A term coined by social scientists Donald Horton and R. Richard Wohl in 1956, a paper from Oxford defines parasocial relationships as “a kind of psychological relationship experienced by members of an audience in their mediated encounters with certain performers in the mass media, particularly on television. Regular viewers come to feel that they know familiar television personalities, almost as friends.”
In simple words, these are generally the relationships we have with celebrities, where we may feel like we know who they are, may care for them, however, they may as well not even be aware of our very existence. Psychologically, they resemble the intensity of the kind of relationship where there is face-to-face interaction, but only for one person as they are, of course, mediated and one-sided.
However, there is a difference between parasocial attachments and stalking.
“The news anchor stalkers, John Lennon’s murderer and Madonna’s violent stalker were not suffering from PSR that went wrong because they got too intense; they were people with an untreated health condition that caused their violent behaviour,” said Riva Tukachinsky Forster, an assistant professor at Chapman University in California who studies media psychology and wrote a book on this very subject matter.
Television or movie characters, radio personalities or even a favourite book character could be an object to this “intimacy at a distance.”
This may seem like a far-off concept, but only until you think of a celebrity incident that may have affected you. Most recently, many in their late 20s can be seen in emotional upheaval on the internet over Steve Burns of Blue’s Clues being “proud of them.” Beyonce’s lemonade and the confirmation of Jay Z’s adultery, Kanye West infamously interrupting Taylor Swift’s speech at the MTV Video Music Awards, maybe Barack Obama shedding a tear as he said goodbye to the White House.
The point is, a parasocial relationship is almost inevitable in the human experience, especially today, as celebrity culture becomes inescapable, all thanks to the internet.
They are perfectly normal and as a matter of fact, healthy. As humans, we are built to make social connections and so when we’re presented with a person through audio or video, we seek to establish a bond with them. Despite the knowledge that the interaction is an illusion, the brain would react as if it were not.
Many can find parasocial relationships to be grounding, they can prove to be pivotal in an individual’s character development.
Take the word of Jaye L. Derrick, an associate professor of psychology who studies PSRs at the University of Houston, “People with low self-esteem might use their parasocial relationships to see themselves more positively, much like people with high self-esteem do with their ‘real’ social relationships,” said he.
“A parasocial relationship is safe,” Derrick said. “Your favourite celebrity cannot reach out of a magazine article to reject you.
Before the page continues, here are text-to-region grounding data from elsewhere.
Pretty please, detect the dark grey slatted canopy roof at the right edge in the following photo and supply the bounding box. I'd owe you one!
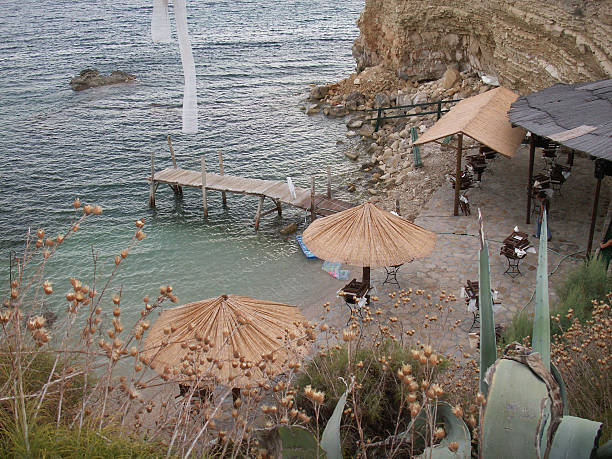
[509,79,612,160]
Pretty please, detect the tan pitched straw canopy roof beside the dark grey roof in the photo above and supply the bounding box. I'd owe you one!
[415,87,525,158]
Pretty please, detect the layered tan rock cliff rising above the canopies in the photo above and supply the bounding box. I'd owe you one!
[353,0,612,93]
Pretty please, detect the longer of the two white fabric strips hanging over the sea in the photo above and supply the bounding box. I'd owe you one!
[174,0,198,134]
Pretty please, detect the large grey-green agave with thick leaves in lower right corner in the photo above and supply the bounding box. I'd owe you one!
[480,212,612,459]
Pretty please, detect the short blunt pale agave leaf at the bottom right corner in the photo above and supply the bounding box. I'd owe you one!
[548,416,601,459]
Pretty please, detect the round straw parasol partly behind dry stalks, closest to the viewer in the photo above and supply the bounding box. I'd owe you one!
[143,295,314,388]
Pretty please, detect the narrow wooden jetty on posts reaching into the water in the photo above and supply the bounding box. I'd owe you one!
[147,138,353,230]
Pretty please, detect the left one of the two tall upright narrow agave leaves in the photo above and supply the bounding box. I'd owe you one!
[478,209,497,395]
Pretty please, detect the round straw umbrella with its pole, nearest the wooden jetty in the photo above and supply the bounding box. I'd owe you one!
[302,202,436,288]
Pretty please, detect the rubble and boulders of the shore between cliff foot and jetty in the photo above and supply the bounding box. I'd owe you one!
[303,66,493,220]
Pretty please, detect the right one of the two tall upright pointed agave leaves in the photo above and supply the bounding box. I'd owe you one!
[532,210,550,370]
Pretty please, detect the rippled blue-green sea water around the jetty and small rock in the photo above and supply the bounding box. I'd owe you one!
[0,0,363,324]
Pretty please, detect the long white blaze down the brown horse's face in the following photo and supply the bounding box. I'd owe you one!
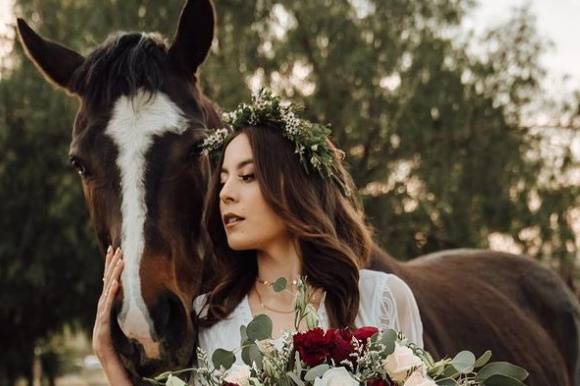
[105,90,188,358]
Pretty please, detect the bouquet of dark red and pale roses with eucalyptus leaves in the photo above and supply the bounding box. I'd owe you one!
[145,278,528,386]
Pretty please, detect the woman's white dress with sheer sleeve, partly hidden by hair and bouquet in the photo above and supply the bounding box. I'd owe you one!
[193,269,423,364]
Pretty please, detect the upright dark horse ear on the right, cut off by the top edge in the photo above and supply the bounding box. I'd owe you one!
[169,0,215,76]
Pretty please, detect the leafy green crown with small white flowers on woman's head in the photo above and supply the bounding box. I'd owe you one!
[200,88,350,196]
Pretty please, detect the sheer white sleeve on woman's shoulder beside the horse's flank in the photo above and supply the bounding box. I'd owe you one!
[381,275,423,347]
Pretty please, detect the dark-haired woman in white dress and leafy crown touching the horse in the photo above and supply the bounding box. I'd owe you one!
[93,91,423,385]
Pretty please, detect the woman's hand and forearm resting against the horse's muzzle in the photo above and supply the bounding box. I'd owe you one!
[93,247,123,362]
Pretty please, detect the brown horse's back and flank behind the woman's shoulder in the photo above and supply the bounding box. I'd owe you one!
[371,249,580,386]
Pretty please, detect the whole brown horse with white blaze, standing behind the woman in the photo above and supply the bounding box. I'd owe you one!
[18,0,580,386]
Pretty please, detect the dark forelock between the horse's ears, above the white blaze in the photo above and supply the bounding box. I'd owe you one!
[70,32,168,105]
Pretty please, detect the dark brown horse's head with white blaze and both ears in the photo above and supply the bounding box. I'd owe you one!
[18,0,217,376]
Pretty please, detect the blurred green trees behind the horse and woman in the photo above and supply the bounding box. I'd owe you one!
[0,0,580,385]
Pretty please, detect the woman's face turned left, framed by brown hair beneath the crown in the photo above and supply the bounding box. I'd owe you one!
[219,133,287,250]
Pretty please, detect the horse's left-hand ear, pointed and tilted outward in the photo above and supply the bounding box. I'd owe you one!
[18,18,85,92]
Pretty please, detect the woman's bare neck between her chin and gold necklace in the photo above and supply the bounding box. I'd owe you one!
[257,238,302,282]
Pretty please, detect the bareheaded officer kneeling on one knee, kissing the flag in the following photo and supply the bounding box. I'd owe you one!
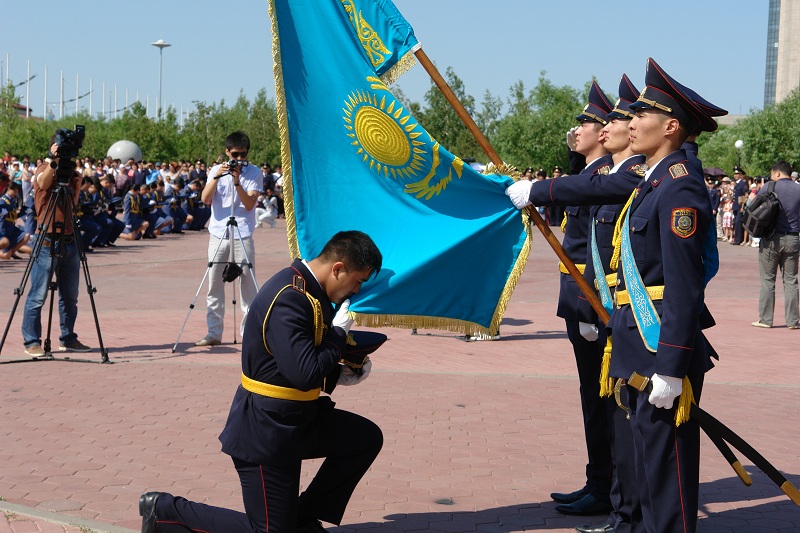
[139,231,385,533]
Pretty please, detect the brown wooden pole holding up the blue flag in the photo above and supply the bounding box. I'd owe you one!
[414,48,611,324]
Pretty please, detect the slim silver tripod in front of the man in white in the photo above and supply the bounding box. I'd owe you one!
[172,172,258,353]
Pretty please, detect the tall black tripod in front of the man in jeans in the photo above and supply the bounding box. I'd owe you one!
[0,172,110,364]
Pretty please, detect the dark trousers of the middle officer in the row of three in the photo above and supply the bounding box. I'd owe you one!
[608,387,645,533]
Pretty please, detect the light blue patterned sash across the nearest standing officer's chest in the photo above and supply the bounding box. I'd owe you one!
[620,209,661,352]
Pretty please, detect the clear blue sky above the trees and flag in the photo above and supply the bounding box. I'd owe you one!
[0,0,768,120]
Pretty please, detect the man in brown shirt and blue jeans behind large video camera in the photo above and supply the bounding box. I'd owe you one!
[22,135,91,357]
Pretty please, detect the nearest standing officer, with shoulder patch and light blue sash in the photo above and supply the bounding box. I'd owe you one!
[509,59,725,533]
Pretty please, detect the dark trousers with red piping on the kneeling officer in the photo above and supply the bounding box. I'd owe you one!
[156,409,383,533]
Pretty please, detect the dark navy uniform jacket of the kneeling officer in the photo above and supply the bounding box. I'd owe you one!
[219,260,346,464]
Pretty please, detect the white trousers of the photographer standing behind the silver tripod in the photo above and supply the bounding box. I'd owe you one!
[206,234,258,340]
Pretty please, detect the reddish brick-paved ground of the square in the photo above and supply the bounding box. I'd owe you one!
[0,220,800,533]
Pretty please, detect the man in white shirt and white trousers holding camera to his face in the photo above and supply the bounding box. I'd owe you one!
[195,131,261,346]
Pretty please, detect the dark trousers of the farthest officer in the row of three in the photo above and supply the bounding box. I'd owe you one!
[565,320,613,501]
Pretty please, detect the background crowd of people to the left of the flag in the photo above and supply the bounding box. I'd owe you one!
[0,151,284,259]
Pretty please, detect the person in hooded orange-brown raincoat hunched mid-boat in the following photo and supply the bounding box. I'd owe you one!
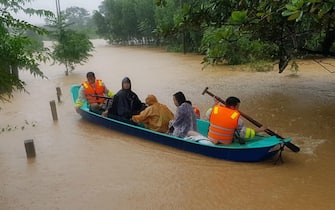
[131,94,174,133]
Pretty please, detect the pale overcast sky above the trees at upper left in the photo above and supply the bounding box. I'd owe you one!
[17,0,103,24]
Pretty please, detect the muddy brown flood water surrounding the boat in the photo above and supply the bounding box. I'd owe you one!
[0,40,335,210]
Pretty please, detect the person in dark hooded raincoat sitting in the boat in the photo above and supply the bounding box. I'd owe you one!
[102,77,146,124]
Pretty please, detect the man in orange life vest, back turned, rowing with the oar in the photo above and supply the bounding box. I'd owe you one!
[207,96,266,144]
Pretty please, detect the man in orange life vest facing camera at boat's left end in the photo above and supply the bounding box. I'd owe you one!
[75,72,113,114]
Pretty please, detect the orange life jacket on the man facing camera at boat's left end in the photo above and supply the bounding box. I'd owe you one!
[82,80,105,104]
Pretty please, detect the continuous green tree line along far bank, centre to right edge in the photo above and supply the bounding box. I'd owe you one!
[93,0,335,72]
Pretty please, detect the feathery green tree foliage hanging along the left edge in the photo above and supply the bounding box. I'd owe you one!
[0,0,53,101]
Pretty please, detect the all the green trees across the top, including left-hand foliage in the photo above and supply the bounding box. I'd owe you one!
[0,0,335,104]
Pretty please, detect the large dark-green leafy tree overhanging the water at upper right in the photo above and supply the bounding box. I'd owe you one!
[171,0,335,73]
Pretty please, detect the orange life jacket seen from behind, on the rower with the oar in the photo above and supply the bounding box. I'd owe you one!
[208,105,240,144]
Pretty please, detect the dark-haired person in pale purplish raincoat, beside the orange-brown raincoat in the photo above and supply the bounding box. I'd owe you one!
[169,91,198,138]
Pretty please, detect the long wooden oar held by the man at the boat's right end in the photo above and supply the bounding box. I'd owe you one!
[202,87,300,152]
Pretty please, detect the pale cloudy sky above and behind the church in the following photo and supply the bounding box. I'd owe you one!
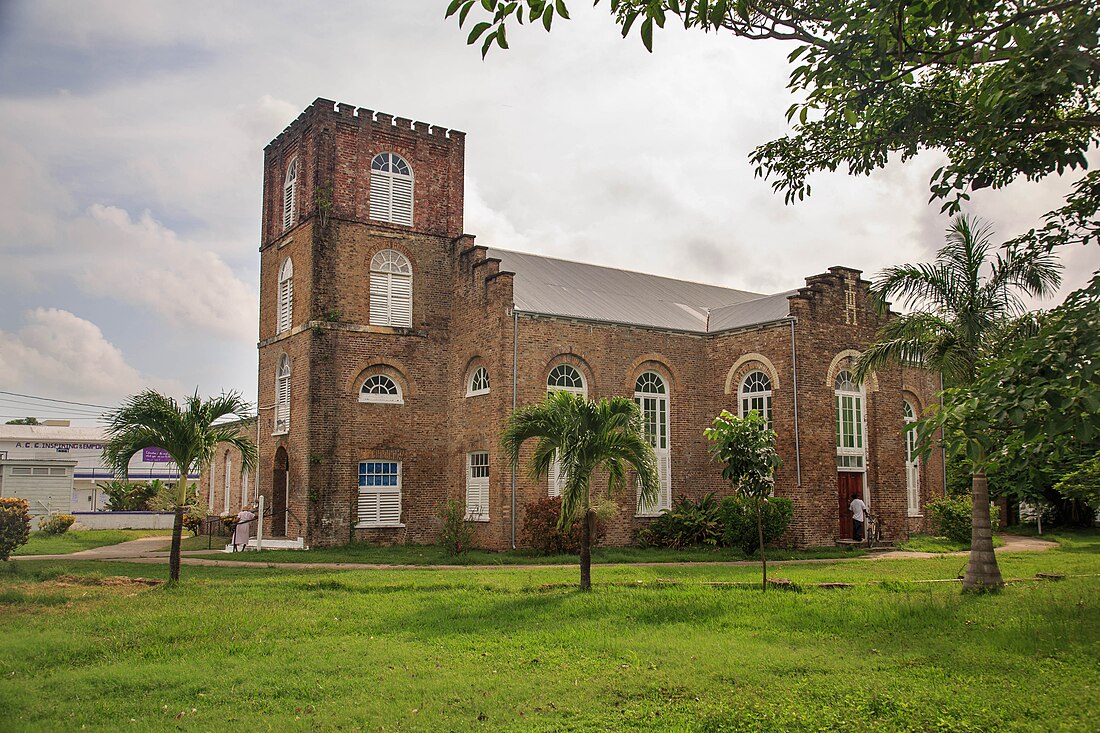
[0,0,1100,419]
This has changed somewhat as social media has developed, but that’s still rare.”
More often than not, these relationships are a surrogate reality, a projection of who we see as our ideal selves. Although plenty of parasocial attachments take on a crush quality ― fangirls obsessing over K-Pop boybands today ― that’s not always the case.
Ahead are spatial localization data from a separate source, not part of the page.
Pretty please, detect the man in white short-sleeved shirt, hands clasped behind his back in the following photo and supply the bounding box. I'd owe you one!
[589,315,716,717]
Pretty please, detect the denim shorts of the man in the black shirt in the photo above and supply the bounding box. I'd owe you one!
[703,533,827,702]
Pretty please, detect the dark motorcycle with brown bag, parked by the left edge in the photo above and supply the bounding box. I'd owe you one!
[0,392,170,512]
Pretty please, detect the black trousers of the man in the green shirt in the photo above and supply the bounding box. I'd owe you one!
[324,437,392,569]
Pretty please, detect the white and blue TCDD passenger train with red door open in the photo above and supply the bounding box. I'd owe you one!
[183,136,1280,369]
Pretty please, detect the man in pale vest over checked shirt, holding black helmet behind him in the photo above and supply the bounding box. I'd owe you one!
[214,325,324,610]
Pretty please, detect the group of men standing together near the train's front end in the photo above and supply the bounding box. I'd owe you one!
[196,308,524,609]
They are often cultivated by the people you have them with. They do so by letting you into their private lives, speaking to the camera as if they are speaking with you, etc. They can make you feel like they are in that relationship, too. With the internet, now the “interaction” is also increased, heightening this culture like never before.
Despite the one-sided nature of parasocial relationships, there are similarities between these relationships and more traditional social scenarios. Studies show parasocial relationships are voluntary, provide companionship, and are influenced by social attraction. Furthermore, viewers experience a connection with the media personality and express feelings of affection, gratitude, longing, encouragement, and loyalty towards them.
They also require to be maintained by both parties.
As it goes, if you cannot stand a certain celeb, sorry to inform you that that is a relationship, too.
However, research is still patchy on parasocial relationships in the current scenario. Now that most celebs can be found on social media, the line between them being a person and them being a figure external to our lives is blending. When many begin their sentences with “hey guys” instead of talking in a much more formal setting of a TV or magazine interview, they become more real to us when in reality they are just as unattainable.
It is most important to be aware of the reality, once you are, there isn’t a need for fear. Again, like all relationships, parasocial attachments can be healthy and beneficial when one’s mental and emotional issues are not projected into and on them.